This study conducted in Ege University School of Medicine, Department of Orthopaedics and Traumatology. Ethical approval obtained from Ege University Ethics Committee (Num: 21 1T/02). Written informed consent from every patient was obtained. Intertrochanteric fractures treated with CMN between January 2016 and December 2021 were reviewed retrospectively through electronic patient files. Patients with closed intertrochanteric hip fractures, aged 50 years or older, with at least 6 months of follow-up were included to final analysis. Cases with pathological fractures, a history of ipsilateral hip surgery, immobility prior to fracture and lack of appropriate x-rays were excluded (Fig. 1). Total of 158 patients were included in the study.

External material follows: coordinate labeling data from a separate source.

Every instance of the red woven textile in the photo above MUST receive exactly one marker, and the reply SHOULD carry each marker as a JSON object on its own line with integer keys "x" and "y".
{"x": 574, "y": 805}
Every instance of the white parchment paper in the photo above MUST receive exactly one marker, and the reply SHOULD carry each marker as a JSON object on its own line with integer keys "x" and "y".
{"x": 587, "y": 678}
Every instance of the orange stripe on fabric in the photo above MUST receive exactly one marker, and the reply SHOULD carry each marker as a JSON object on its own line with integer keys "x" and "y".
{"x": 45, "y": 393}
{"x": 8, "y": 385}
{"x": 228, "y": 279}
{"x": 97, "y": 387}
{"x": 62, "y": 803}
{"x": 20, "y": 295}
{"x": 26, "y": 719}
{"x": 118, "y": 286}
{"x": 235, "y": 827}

Patient enrollment process.

Figure 1: Patient enrollment process.

Three different types of cephalomedullary nails compared. Group A: PFNA-II helical type blade (Synthes, Oberdoff, Switzerland); group B: CMN with screw type blade (Zimmer Natural Nail, Warsaw, IN, USA); group C: Winged screw type Dyna Locking Trochanteric (DLT) Nail (U&I Corporation, Korea). AO/OTA classification system used for classifying fractures either as stable or unstable. This classification system is a commonly employed alphanumerical system for classifying fracture types in different bones. The first two numbers refer to the specific bone, and the following letter and number provide additional detail of fracture pattern. The term ‘stability’ for intertrochanteric fractures describes the resistance force of the fracture pattern to compressive loads once reduced. While 31A1 fractures classified as stable, 31A2 and 31A3 fractures classified as unstable. One of the key criteria was the reduction quality achieved for homogeneity between groups was achieved reduction quality. Quality of reduction assessed through scoring system described by Chang et al. (2015). Considering Garden alignment and fragment displacement, both in AP and lateral view; scoring 0 to 4. Quality of reductions classified as poor, acceptable and excellent.

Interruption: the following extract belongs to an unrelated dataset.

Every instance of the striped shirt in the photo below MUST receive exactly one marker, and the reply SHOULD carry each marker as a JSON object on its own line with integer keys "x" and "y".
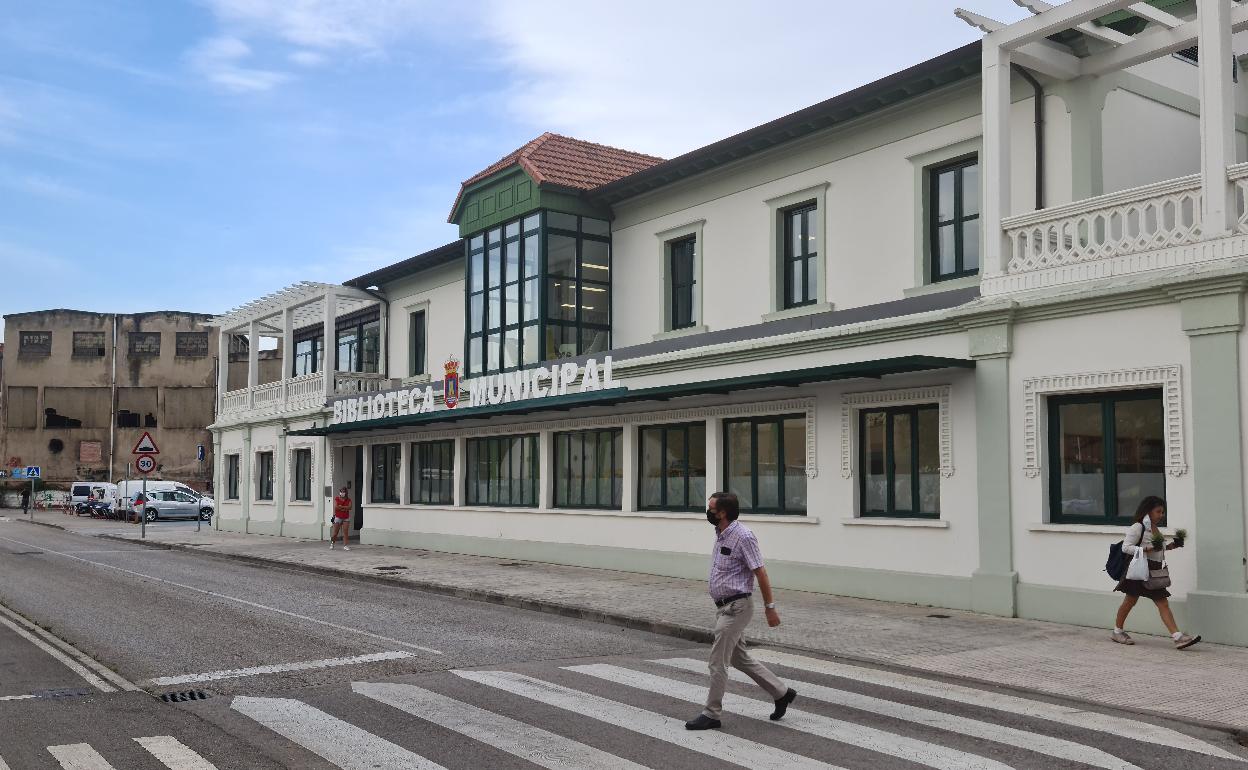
{"x": 733, "y": 562}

Tip-apex distance values obtained on first postoperative X-ray through method described by Baumgaertner et al. (1995). This variable is a validated tool for assessing cut-out risk for intertrochanteric fractures treated with CMNs, as it represents the implant’s grip on the denser subchondral bone of the femoral head. TAD was measured on X-rays proportioned with known diameter of the neck screw/helical blade. Distance between the tip of the screw and apex of femoral head measured in both AP and lateral hip X-rays. Values between 15-25 mm considered appropriate (van Leur et al., 2019).

Values for lag screw sliding throughout healing process measured with technique described by Watanabe et al. (2002). Technique used described in Fig. 2. The measured values were scaled by comparing with the known diameter of the screw (Fig. 2). The term ‘lag sliding’ describes changes in the blade’s position and refers to the device’s resistance to compression along the fracture line. Extensive sliding is not intended for cephalomedullary nails (CMNs). Technique used for lag sliding measurement was as follows: First line drawn parallel to ground and intersects tip of blade. Second line drawn parallel to ground and intersects tip of nail. Distance between two lines acquired for first postop (M1) and last follow up (M2). Total sliding value calculated as T =— M1-M2— /cos50° (for nails with angle of 125, cos 55 used).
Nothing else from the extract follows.